Description
Consider to add an internal string data type as an alternate representation for lists of characters:
Complete strings
The tagged value is a byte-aligned pointer to a null-terminated sequence of UTF-8 characters on the heap (copy stack). This means that the full address-space of 32/64 bits cannot be used but some (1 or two) bits less than that. In many systems this is not a problem since the operating systems already makes similar assumptions anyway.
A list of n characters [C1, ..., CN]
would thus occupy between n+1 and n+8 bytes, depending on alignment, whereas the naive representation as a list of chars would take n · (3 · 8) bytes.

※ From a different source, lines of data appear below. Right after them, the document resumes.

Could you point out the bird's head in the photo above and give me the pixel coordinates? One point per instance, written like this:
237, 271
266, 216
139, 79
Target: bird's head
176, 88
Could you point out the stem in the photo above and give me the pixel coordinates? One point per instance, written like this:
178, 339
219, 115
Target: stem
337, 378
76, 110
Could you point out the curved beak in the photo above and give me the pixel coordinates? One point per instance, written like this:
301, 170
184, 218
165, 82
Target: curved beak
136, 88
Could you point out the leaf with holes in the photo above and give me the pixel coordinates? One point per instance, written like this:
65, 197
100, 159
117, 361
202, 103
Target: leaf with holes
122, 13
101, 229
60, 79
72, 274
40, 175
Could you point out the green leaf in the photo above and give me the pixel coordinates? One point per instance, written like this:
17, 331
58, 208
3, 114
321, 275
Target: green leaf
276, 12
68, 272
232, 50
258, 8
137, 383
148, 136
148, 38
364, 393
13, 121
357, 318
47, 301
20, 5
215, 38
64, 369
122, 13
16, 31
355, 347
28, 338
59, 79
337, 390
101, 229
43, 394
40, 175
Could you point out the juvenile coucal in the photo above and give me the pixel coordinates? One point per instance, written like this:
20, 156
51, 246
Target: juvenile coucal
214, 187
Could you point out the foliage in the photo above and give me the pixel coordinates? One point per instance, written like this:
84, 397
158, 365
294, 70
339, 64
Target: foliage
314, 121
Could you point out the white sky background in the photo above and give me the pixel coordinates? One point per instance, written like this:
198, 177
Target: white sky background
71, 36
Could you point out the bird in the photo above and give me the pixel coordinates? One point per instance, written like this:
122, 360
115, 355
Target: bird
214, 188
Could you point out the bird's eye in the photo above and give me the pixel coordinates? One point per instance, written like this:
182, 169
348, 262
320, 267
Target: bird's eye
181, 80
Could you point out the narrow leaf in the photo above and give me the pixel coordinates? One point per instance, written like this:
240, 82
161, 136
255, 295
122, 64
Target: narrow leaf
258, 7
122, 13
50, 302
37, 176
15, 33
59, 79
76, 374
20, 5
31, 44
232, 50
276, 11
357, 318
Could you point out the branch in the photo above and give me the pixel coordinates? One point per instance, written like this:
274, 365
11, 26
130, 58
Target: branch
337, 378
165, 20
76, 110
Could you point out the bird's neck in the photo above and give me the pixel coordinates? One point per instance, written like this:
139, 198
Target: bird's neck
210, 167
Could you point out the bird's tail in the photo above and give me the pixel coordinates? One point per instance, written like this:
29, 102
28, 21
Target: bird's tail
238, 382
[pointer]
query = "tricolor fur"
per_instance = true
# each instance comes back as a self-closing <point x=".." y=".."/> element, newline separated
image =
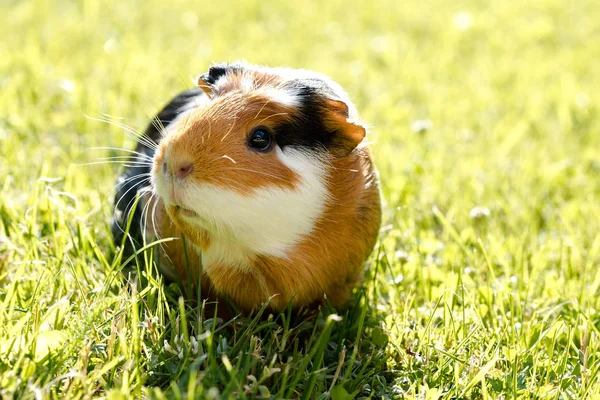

In this manner, the "tail" of the strings can be rapidly (constantly) computed which is key for fast parsing with DCGs. Note that SWI7's built-in string requires for sub_string(String, 1, _, 0, Tail)
time and space proportional to the length of String
.
Then, all operations from unification upwards need to be able to handle both lists of chars and that string type. That is indeed the more challenging part.
Partial strings
This would take the idea one step further. Instead of representing a list of known characters, a partial list of known characters would be represented compactly. E.g. Xs0 = [a,b,c,d|Xs]
would be represented as a null-terminated string "abcd" plus padding to the next word which represents Xs
. This would make library(pio)
very fast!
Just as a remark: Strings that contain the null-character can still be represented as a regular lists of characters.